Sentiment Dictionary for Organisational Culture & Environment

nick-sh-oh commented 11 months ago

While collecting and processing, we realised most of the existing sentiment dictionaries out there are applicable in either general (i.e VADER) or financial (i.e MASTER) domains. Other than the domain of political science (i.e the Manifesto Corpus), there is no existing sentiment dictionary in other social domains. But as Loughran and McDonald (2011) commented, 'words have many meanings, and a word categorisation scheme derived for one discipline might not translate effectively into (other) discipline'.

We propose building a sentiment dictionary that measures sentiment in textual data relevant to the organisational culture and enviornment. And here is a brief research design sketch:

1. Data Collection:

Subreddits about Organisational Culture & Environment [r/workingmoms, r/antiwork, r/WorkReform, r/Work, r/union, r/StrikeAction, …]
Glassdoor Employee Reviews from S&P500 from 2018 to 2022.

2. Filtering:

N-grams (incl. unigrams) that appeared at least 5% of sampled data (Loughran and McDonald, 2011; Bodnaruk, Loughran and McDonald, 2015)
Constructing a core dictionary inspired by established sources (Strapparava and Valitutti, 2004; Hutto and Gilbert, 2014). For organisational culture domain, we can use dictionary such as: (i) Lasswell Value Dictionary - Sociological classification of language into four deference domains - ‘power’, ‘rectitude’, ‘respect’ and ‘affiliation’ - and four welfare domains - ‘wealth’, ‘well-being’, ‘enlightenment’ and ‘skill’. Provides resources for understanding values and motivations; (ii) VADER - Hire western-style emoticons (i.e “D=”) and emojis, Acronyms and Initialisms (i.e “AITA”, “WTF”); (iii) Harvard IV-4 - Particularly ‘Social Relations’ (words about social roles, groups and interactions), ‘Communication’ (words related to communication modes), ‘Motivation’ (words related to needs, goals and achievement)

3. Expanding Verb-forms: Suppose we filtered “promote personal growth” from the previous step.
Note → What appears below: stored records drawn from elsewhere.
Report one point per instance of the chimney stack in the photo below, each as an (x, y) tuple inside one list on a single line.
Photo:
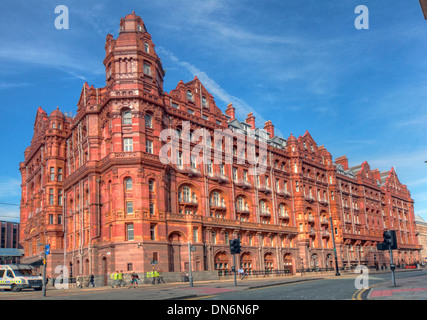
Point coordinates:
[(231, 112), (251, 120), (343, 161), (269, 127)]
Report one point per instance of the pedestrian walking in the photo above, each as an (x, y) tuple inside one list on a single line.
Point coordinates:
[(120, 278), (92, 280), (79, 282), (156, 277), (115, 278), (134, 280)]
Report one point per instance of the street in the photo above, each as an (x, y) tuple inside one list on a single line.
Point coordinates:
[(326, 287)]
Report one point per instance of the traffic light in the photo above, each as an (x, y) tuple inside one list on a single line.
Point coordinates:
[(235, 246), (390, 239), (389, 242)]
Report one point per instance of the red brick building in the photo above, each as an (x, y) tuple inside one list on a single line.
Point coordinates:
[(95, 187)]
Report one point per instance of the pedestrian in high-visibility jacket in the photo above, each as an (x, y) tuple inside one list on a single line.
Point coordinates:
[(148, 275), (115, 278), (120, 279), (156, 277)]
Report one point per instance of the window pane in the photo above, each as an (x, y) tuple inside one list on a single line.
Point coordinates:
[(129, 207), (129, 232), (127, 117)]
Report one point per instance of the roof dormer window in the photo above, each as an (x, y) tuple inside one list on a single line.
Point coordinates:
[(189, 95)]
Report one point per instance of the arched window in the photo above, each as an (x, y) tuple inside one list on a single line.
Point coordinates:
[(148, 121), (127, 117), (128, 184), (282, 210), (186, 194), (151, 185), (240, 203), (216, 200), (262, 206), (189, 95)]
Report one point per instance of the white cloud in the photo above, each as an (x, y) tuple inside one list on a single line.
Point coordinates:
[(242, 108), (9, 213), (10, 187)]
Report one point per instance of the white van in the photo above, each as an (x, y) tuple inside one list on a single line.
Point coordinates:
[(19, 276)]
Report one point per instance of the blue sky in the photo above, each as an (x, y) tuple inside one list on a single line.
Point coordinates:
[(301, 64)]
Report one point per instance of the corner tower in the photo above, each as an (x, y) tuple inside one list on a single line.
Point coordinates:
[(131, 61)]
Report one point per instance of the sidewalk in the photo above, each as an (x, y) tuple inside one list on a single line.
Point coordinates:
[(414, 288), (183, 290)]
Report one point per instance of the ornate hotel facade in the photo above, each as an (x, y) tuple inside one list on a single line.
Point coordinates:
[(95, 186)]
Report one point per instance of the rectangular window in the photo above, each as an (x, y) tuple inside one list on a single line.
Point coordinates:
[(153, 232), (179, 159), (129, 232), (235, 177), (52, 174), (51, 196), (127, 144), (60, 197), (129, 207), (147, 69), (195, 235), (149, 146)]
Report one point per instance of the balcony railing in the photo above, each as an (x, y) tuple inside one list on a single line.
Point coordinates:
[(264, 213), (218, 177), (187, 200), (189, 170), (323, 201), (217, 205), (264, 188), (243, 183), (283, 192), (309, 198)]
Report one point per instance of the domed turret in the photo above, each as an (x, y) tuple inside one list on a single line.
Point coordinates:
[(57, 114)]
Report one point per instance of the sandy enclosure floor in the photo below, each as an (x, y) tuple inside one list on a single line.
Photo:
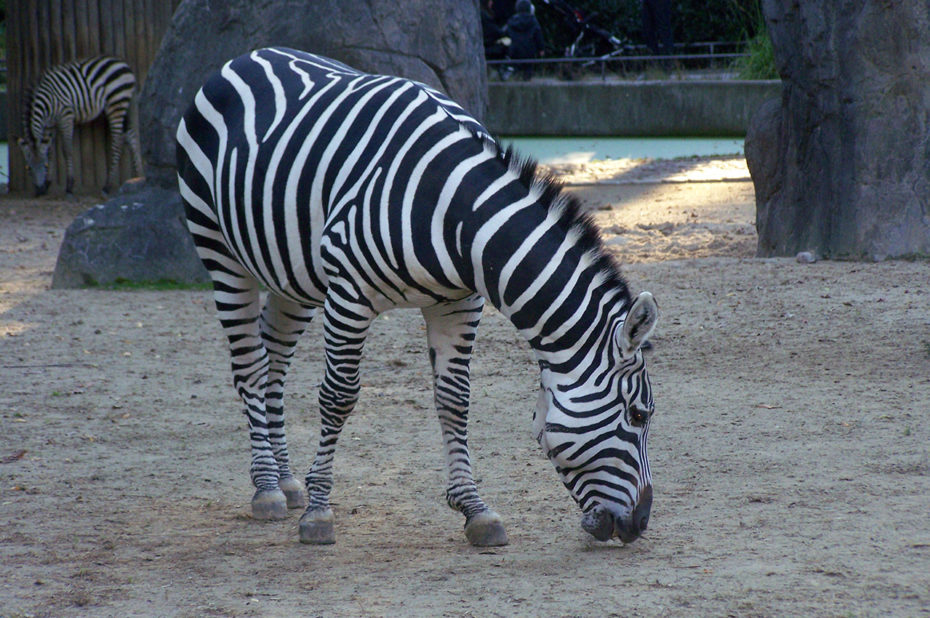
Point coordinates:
[(791, 446)]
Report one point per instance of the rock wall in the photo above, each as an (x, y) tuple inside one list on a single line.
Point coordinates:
[(842, 165), (437, 42)]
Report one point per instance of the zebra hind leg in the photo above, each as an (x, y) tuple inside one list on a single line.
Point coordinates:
[(238, 304), (345, 327), (282, 323), (451, 329)]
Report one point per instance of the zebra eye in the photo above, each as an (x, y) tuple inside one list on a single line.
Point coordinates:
[(639, 416)]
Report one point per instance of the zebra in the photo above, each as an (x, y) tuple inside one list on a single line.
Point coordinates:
[(77, 93), (355, 193)]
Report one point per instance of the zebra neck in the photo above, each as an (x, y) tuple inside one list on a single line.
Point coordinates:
[(559, 293)]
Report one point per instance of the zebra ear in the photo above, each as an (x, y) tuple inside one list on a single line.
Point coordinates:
[(639, 324)]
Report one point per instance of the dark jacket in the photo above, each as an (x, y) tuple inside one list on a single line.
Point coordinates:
[(525, 36)]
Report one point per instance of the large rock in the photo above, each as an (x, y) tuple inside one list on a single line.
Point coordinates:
[(138, 236), (437, 42), (842, 165)]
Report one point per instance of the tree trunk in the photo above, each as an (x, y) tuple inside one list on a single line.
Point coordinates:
[(842, 165)]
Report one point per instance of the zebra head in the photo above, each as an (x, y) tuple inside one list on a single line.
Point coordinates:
[(36, 144), (36, 157), (593, 428)]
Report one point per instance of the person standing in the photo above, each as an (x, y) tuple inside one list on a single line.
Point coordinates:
[(526, 40), (657, 26)]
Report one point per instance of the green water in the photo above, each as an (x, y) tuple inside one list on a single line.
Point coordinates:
[(553, 150)]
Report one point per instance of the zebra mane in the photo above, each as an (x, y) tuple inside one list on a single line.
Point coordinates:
[(571, 214)]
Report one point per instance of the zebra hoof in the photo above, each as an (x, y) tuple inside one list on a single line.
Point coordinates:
[(294, 492), (316, 527), (269, 504), (485, 530)]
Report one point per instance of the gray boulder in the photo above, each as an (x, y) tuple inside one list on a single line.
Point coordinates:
[(842, 165), (437, 42), (138, 236)]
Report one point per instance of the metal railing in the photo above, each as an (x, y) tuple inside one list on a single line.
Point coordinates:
[(631, 57)]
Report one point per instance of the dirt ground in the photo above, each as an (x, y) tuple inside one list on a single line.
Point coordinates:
[(790, 449)]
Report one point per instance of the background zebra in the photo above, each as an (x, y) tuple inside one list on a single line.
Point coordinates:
[(360, 193), (77, 93)]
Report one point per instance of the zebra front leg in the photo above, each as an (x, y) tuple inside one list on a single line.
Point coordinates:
[(451, 329), (115, 120), (132, 136), (66, 130), (282, 323), (238, 305), (345, 327)]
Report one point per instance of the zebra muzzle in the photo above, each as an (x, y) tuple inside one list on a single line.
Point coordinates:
[(604, 523)]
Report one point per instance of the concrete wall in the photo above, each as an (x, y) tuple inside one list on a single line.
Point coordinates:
[(654, 108)]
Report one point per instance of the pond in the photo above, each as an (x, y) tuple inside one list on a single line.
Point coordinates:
[(560, 150)]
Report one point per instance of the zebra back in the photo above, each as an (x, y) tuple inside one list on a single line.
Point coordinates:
[(84, 88)]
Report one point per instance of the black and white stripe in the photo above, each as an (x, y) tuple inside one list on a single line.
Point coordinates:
[(77, 93), (359, 193)]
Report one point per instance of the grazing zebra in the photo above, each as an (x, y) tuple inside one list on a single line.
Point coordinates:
[(77, 93), (359, 193)]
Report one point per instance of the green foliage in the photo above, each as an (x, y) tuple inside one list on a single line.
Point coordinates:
[(761, 61), (693, 21)]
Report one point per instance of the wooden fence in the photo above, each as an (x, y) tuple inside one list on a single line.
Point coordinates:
[(43, 33)]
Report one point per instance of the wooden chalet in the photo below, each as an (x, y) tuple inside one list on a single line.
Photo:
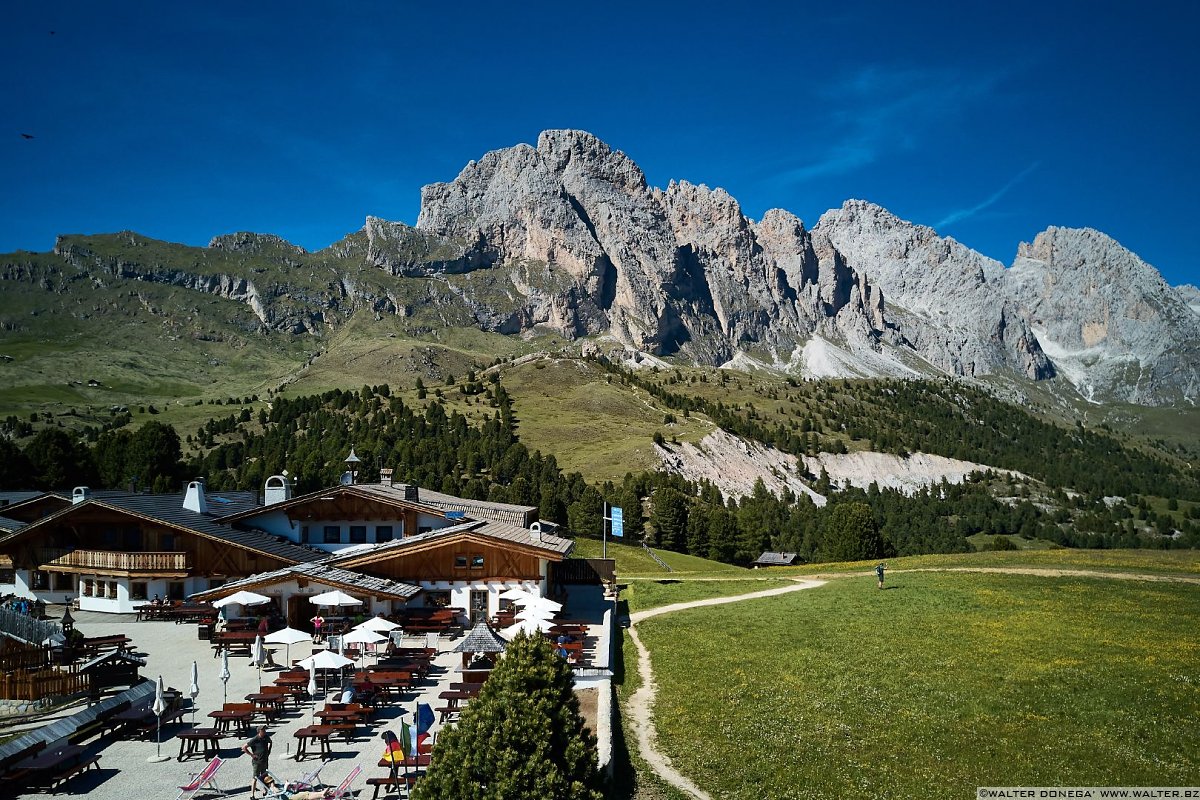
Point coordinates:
[(117, 552), (389, 545), (467, 565)]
We consider variations of “promote” and expand n-grams by adding “encourage personal growth”, “advance personal growth”, “assist personal growth”, “aid personal growth”, and so on.

2of12inf, a collection of word inflections (Loughran and McDonald, 2011)
WordNet synsets (Strapparava and Valitutti, 2004; Valitutti, Strapparava and Stock, 2004)

4. Labelling:

Sentiment Labelling: Wisdom-of-the-Crowd Approach: Multiple independent raters rating each lexicons on a scale from [-X, +X] (Hutto and Gilbert, 2014)
ESG Labelling: Sub-components of Social & Governance theme (following ISSB, https://www.ifrs.org/groups/international-sustainability-standards-board/#resources) S: (i) Human Capital - All aspects of human capital management including employment practices, talent development, safety, and the labour standards of suppliers.; (ii) Product Liability - The potential for products to cause harm because of quality failures, safety failures, financial harm, privacy violations or data leaks, chemical harm, other health or demographic risk, and the potential benefits of responsible investment to improve product quality, safety, or impact; (iii) Stakeholder Opposition - Societal opposition to the company because of controversial sourcing techniques or locations, or other conflicts with local communities; (iv) Social Opportunities - The potential to benefit society by improving access to products G: (i) Corporate Governance - Factors relating to the quality of corporate oversight, including the structure and composition of the board of directors, shareholder ownership structure and control, CEO pay practices, and accounting quality; (ii) Corporate Behaviour - Evidence into the ethical behaviour of the company, including anticompetitive practices, corruption, and tax shielding and transparency.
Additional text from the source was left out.